Comprehensively prognostic and immunological analysis of snail family transcriptional repressor 2 in pan-cancer and identification in pancreatic carcinoma

BACKGROUND: Snail family transcriptional repressor 2 (SNAI2) is a transcription factor that induces epithelial to mesenchymal transition in neoplastic epithelial cells. It is closely related to the progression of various malignancies. However, the significance of SNAI2 in human pan-cancer is still largely unknown. METHODS: The Cancer Genome Atlas (TCGA), Genotype-Tissue Expression (GTEx), and Cancer Cell Line Encyclopedia (CCLE) databases were taken to examine the SNAI2 expression pattern in tissues and cancer cells. The link between SNAI2 gene expression levels and prognosis, as well as immune cell infiltration, was investigated using the Kaplan-Meier technique and Spearman correlation analysis. We also explored the expression and distribution of SNAI2 in various tumor tissues and cells by the THPA (Human Protein Atlas) database. We further investigated the relationship between SNAI2 expression levels and immunotherapy response in various clinical immunotherapy cohorts. Finally, the immunoblot was used to quantify the SNAI2 expression levels, and the proliferative and invasive ability of pancreatic cancer cells was determined by colony formation and transwell assays.
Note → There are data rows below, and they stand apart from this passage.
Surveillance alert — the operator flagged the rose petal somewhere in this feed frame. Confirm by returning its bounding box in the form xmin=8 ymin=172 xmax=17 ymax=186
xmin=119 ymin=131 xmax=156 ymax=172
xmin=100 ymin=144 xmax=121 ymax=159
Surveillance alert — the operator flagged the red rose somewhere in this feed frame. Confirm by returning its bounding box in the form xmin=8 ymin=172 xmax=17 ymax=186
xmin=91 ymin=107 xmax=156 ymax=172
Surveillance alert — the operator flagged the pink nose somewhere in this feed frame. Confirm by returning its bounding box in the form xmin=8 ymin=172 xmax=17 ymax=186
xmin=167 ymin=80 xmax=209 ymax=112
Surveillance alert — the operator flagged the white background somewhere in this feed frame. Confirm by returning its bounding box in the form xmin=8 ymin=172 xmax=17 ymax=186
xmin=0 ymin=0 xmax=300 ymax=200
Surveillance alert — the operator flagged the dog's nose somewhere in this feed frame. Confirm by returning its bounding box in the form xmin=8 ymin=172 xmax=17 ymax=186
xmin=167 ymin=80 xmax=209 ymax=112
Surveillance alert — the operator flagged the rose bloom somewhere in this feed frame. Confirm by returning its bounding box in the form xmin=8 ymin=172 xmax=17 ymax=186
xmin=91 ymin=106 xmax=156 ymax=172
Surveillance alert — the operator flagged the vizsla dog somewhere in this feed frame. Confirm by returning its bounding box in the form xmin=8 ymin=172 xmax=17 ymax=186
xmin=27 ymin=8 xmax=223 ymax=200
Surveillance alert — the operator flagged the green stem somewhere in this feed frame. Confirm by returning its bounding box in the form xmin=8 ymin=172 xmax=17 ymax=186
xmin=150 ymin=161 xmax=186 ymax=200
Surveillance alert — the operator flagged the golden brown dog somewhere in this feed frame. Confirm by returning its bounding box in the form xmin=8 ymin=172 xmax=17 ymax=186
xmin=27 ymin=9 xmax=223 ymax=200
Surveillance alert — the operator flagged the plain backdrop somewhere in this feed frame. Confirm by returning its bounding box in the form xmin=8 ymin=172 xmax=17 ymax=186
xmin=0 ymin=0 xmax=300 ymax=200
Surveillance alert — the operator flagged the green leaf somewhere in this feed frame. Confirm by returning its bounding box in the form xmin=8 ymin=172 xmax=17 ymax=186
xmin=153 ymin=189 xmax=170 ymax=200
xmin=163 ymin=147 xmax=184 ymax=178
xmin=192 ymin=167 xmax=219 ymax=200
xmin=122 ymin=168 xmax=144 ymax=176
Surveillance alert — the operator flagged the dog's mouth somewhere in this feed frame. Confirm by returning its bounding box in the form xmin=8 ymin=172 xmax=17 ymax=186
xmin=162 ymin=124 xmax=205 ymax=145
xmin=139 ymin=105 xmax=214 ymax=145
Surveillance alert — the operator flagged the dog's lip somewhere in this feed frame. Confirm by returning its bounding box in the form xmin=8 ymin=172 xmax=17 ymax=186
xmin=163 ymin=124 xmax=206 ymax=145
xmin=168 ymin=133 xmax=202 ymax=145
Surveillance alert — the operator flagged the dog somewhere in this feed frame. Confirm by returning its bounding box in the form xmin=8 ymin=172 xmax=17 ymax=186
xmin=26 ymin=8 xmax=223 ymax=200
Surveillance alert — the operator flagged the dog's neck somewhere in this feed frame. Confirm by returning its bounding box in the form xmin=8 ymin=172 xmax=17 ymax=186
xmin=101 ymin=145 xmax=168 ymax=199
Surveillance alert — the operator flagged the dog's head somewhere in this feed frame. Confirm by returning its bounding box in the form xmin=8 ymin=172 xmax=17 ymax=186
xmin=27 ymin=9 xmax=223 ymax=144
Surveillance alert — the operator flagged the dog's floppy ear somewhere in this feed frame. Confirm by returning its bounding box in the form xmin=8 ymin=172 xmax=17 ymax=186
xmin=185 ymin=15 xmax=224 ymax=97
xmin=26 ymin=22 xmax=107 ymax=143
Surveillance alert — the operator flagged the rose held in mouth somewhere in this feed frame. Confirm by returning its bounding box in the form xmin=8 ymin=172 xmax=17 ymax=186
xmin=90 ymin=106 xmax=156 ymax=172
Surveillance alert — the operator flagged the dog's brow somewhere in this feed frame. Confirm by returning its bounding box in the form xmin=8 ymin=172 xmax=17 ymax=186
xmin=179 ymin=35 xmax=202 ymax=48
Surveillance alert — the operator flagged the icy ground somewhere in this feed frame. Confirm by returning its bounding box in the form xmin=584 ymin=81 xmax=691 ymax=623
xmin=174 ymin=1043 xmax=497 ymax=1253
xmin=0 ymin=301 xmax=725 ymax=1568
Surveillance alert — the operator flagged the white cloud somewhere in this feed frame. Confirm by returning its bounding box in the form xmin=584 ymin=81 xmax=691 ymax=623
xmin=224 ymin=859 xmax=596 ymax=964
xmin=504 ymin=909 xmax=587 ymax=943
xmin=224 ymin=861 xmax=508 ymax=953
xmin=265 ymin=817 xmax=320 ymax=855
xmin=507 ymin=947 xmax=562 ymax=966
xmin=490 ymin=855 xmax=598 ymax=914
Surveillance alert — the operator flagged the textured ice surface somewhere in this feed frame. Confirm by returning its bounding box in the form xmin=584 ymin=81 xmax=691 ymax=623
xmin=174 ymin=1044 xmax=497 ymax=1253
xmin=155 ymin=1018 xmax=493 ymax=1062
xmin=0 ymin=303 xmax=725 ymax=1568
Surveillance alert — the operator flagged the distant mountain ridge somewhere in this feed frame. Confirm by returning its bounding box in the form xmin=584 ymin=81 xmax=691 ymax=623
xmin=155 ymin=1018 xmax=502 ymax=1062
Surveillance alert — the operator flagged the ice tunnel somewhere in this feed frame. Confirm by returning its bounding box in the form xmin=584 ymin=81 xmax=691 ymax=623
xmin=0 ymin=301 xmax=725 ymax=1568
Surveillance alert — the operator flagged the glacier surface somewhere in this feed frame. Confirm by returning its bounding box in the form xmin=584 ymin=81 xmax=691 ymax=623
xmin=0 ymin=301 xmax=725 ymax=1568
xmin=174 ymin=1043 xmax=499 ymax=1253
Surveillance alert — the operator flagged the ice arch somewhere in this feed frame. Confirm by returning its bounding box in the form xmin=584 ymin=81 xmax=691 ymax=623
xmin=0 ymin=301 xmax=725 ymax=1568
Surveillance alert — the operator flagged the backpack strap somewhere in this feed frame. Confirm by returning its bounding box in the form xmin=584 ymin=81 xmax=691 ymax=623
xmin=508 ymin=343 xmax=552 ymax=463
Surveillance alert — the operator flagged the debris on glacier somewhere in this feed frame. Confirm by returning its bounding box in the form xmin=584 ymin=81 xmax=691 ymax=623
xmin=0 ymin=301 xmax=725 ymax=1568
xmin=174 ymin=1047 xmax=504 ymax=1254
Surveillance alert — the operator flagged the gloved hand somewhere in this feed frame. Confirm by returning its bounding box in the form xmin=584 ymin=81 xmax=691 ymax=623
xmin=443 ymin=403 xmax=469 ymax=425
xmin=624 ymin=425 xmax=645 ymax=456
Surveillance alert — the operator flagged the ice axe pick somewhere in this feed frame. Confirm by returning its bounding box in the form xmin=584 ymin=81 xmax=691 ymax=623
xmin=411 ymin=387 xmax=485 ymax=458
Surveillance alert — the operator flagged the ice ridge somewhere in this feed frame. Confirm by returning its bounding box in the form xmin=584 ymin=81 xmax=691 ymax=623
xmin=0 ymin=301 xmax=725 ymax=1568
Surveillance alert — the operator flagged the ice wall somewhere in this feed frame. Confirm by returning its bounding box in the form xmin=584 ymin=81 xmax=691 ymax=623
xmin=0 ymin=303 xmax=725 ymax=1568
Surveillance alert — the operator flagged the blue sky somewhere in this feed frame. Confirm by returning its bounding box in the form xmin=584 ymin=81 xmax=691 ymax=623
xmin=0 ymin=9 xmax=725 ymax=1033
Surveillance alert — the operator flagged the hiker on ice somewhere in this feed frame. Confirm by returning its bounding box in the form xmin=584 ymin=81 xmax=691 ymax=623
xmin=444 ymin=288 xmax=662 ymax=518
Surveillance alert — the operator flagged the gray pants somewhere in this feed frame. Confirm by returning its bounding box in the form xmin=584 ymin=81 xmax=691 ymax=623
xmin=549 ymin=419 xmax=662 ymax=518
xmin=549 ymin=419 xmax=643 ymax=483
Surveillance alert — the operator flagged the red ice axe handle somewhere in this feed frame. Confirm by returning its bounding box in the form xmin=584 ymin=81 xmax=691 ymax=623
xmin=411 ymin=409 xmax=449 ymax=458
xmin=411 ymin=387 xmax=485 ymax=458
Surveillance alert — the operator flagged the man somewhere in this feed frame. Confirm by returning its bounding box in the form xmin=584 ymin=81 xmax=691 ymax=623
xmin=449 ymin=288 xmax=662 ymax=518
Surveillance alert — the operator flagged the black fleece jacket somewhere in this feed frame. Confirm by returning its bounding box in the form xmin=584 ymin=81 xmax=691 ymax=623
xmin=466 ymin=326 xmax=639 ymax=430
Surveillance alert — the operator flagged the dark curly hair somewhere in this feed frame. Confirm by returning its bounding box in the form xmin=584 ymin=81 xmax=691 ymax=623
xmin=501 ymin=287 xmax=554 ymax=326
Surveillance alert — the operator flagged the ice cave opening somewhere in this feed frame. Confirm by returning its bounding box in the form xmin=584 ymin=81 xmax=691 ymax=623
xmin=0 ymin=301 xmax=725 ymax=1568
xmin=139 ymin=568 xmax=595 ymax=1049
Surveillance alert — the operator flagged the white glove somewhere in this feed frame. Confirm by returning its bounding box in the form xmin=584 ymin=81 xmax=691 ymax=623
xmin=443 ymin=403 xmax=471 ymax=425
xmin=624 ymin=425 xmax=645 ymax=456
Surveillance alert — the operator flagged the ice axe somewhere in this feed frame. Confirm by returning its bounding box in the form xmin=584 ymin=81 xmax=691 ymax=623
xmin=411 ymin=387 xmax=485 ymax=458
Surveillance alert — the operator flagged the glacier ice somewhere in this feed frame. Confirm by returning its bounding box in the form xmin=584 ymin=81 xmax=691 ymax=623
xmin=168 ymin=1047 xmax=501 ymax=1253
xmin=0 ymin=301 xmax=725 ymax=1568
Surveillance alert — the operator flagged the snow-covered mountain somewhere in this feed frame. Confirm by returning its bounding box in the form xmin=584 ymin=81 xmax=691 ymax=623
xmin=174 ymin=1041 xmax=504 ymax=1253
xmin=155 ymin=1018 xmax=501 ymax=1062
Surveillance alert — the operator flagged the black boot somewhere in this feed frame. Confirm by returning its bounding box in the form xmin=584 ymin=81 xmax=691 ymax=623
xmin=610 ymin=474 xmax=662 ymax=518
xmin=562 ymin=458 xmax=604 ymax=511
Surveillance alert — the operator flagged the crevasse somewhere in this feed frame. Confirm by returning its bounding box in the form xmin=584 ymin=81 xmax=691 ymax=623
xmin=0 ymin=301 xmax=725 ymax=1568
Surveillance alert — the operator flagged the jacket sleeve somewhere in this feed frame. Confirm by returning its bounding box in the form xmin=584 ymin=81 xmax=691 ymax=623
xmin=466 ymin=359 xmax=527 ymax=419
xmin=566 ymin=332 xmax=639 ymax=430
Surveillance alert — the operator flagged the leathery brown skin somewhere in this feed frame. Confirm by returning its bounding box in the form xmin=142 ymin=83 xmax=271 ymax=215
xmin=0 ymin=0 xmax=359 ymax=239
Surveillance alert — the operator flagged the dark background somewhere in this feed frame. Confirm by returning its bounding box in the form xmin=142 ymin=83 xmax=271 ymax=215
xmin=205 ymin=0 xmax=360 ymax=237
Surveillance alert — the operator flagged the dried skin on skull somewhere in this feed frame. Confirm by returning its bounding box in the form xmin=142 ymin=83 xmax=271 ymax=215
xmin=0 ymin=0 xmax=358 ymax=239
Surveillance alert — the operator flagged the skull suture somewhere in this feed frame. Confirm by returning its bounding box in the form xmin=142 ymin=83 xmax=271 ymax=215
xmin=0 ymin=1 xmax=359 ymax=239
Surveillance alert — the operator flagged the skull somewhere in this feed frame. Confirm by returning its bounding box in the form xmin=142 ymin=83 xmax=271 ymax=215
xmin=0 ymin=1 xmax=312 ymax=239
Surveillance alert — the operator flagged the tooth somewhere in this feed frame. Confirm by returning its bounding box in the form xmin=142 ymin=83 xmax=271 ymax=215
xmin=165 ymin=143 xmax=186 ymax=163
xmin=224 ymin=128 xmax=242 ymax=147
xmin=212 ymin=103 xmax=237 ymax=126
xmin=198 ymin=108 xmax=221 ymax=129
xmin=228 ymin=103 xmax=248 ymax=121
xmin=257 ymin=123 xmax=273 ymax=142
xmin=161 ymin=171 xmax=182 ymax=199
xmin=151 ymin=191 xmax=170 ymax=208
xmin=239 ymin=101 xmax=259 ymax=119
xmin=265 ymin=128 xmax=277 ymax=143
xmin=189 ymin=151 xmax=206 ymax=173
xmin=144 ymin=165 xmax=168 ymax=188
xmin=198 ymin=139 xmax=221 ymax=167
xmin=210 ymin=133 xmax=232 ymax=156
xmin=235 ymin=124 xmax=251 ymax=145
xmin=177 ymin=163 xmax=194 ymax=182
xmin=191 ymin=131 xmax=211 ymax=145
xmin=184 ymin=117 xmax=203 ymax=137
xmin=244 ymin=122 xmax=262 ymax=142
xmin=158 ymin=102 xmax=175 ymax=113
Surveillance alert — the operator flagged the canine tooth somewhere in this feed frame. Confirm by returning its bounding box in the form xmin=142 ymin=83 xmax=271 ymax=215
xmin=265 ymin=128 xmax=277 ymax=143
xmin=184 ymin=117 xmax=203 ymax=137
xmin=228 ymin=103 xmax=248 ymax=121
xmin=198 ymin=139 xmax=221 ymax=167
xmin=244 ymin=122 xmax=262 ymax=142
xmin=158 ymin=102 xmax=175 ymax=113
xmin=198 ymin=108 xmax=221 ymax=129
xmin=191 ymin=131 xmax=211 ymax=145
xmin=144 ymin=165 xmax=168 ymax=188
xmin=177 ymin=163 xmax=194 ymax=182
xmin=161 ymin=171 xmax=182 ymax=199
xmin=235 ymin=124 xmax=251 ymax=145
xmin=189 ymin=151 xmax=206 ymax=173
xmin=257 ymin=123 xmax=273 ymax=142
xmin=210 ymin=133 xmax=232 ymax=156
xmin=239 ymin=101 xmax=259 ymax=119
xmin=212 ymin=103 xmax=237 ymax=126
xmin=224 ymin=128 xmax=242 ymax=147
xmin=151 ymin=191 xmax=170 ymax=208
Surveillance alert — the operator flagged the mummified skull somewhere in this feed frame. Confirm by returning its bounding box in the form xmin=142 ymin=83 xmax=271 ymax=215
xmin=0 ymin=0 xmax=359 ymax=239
RESULTS: We discovered heterogeneity in SNAI2 expression in different tumor tissues and cancer cell lines by exploring public datasets. The genomic alteration of SNAI2 existed in most cancers. Also, SNAI2 exhibits prognosis predictive ability in various cancers. SNAI2 was significantly correlated with immune-activated hallmarks, cancer immune cell infiltrations, and immunoregulators. It’s worth noting that SNAI2 expression is significantly related to the effectiveness of clinical immunotherapy. SNAI2 expression was also found to have a high correlation with the DNA mismatch repair (MMR) genes and DNA methylation in many cancers. Finally, the knockdown of SNAI2 significantly weakened the proliferative and invasive ability of pancreatic cancer cells. CONCLUSION: These findings suggested that SNAI2 could be used as a biomarker in human pan-cancer to detect immune infiltration and poor prognosis, which provides a new idea for cancer treatment.